Imagine the converse situation, where exposure brings only a small risk, but it's so common in the population that it causes a substantial portion of disease nationwide.

For instance, let's assume that sun tanning confers a fairly small relative risk for skin cancer, about 1.5 compared to those who don't tan. However, 50% of the people are tanners, making the population attributable risk just under 17%. (1.5 minus 1.0 divided by 1.5 multiplied by .5.) In other words, keeping everyone out of the sun would prevent 17% of all skin cancers, even though people who tan are only 1.5 times more likely to get such a cancer than those who don't.

Because the population attributable risk puts the relative risk in the context of the whole population, generally it's a more useful index for assessing public health effect, whereas relative risk is useful for assessing the risk to an individual.

Odds ratio

Since case-control studies select subjects because they have or don't have a particular disease, we have to use a different kind of index. For statistical reasons, rather than compare rates we compare odds, and call this the odds ratio.

To calculate the exposure odds ratio, we calculate the odds of exposure among cases and divide it by the odds of exposure among controls. The odds used in epidemiology are like betting odds. If you have 1 chance in 3 of winning, we say your odds are 1 to 2 (written as 1:2). If 4 out of 5 people meet your criteria, we say the odds of finding one such person is 4:1.

Glossary of epidemiological terms

attributable risk: The proportion of exposed cases that would not have gotten the disease if they had not been exposed.

bias: A technical term for playing favorites in choosing study subjects or in assessing exposure.

case-control study: Investigates the prior exposure of individuals with a particular health condition and those without it to infer why certain subjects got the disease and others didn't. Also known as the "Why me?" study.
cohort study: Follows a group of healthy individuals who have different levels of exposure, and characterizes their health outcomes over time with respect to their level of exposure. Also known as the "What will happen to me?" study.

confounding: Finding an association for the wrong reason.

cross-sectional study: Assesses a group's health status and exposure status simultaneously.

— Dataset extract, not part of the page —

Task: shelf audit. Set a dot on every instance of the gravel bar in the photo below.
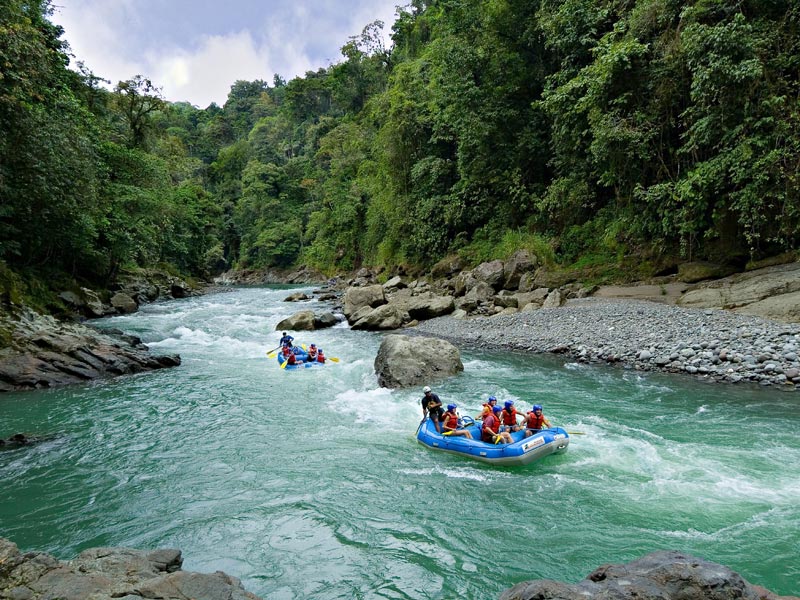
(716, 345)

Also called the "Am I like my neighbors?" study.

disease rate: The number of events (disease occurrences) per number of people in the population per unit of time.

false negative: obtaining a statistically non-significant result when an effect truly exists.

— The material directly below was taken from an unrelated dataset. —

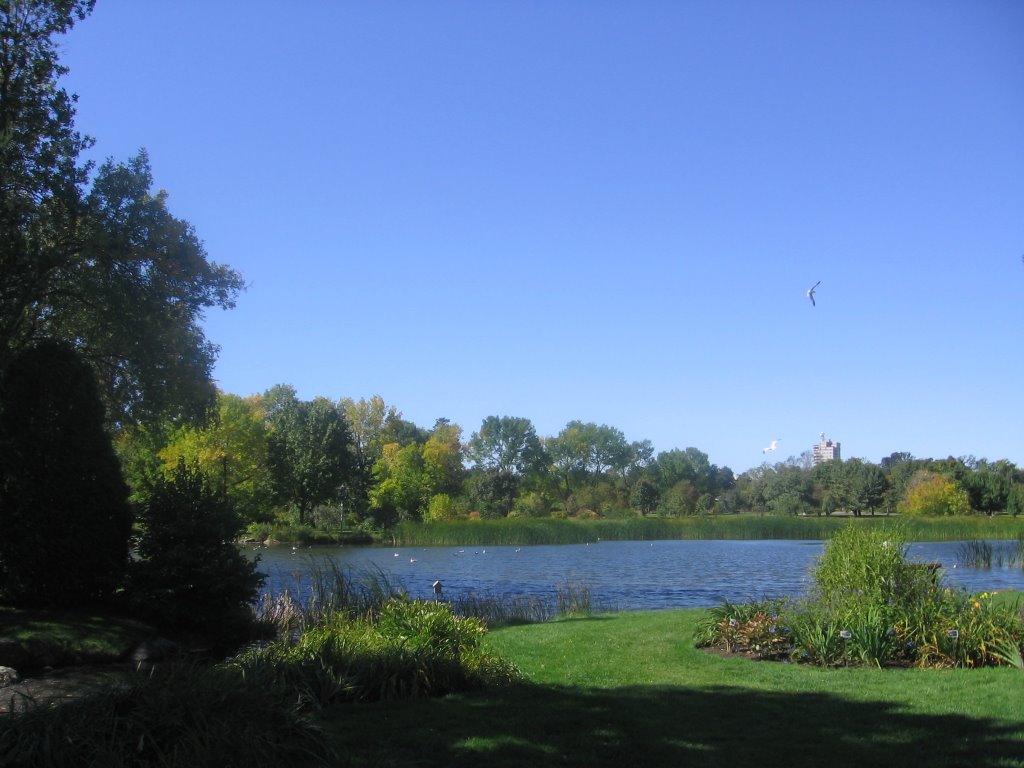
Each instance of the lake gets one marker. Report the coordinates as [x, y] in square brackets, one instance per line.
[626, 576]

false positive: Obtaining a statistically significant result when there is no effect.

logistic regression: A statistical method for calculating odds ratios for individual risk factors where a variety of risk factors may be contributing to the occurrence of disease.

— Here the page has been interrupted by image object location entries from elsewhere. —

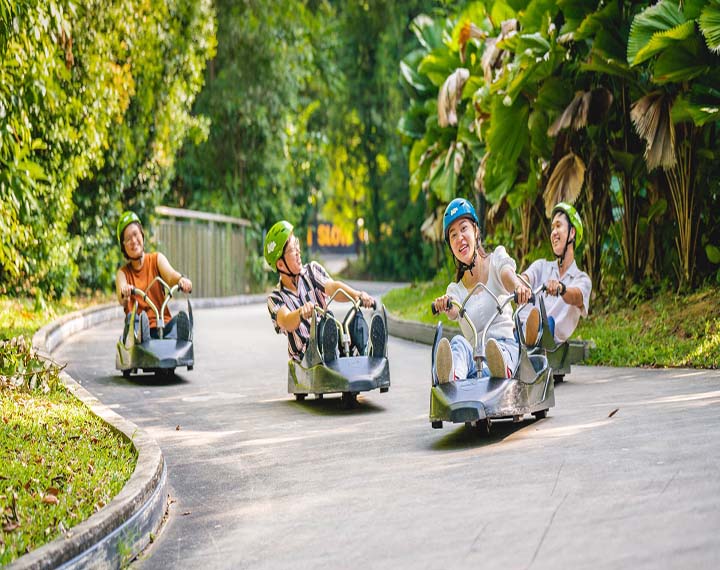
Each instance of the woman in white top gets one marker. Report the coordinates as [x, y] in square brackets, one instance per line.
[454, 359]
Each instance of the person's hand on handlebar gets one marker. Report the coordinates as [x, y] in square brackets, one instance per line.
[523, 294]
[442, 304]
[555, 288]
[126, 292]
[184, 284]
[366, 300]
[306, 310]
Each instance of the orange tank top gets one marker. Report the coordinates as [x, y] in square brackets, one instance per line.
[141, 279]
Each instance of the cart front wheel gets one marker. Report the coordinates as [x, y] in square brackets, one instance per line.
[483, 426]
[349, 400]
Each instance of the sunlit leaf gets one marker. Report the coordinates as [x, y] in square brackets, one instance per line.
[709, 22]
[656, 28]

occupational study: Studies in which subjects are chosen from the workplace.

odds ratio: The comparison between the odds of exposure among cases to the odds of exposure among controls.

p-value (probability value): The probability that an index of effect is as extreme or more extreme than that observed even if no effect exists (i.e., if the null hypothesis if false).

proportional mortality ratio: The proportion of total deaths represented by a particular cause of death in the occupational cohort measured against the same cause in the reference population.

relative risk: The measure of risk for those exposed compared to those who are not exposed.

standardized incidence ratio: The rate of incidence of disease in the worker group compared to that rate in the reference group.

standardized mortality ratio: The rate of mortality in the worker group due to a specified cause compared to the rate for the same in the reference group.

statistical power: The probability that one can detect an effect if there really is one.

statistical significance: The probability of obtaining a result as extreme or more extreme as that observed even if the null hypothesis is true.

survival analysis: Charts the survival of the group with the risk factor and the group without it to determine if the survivals differ.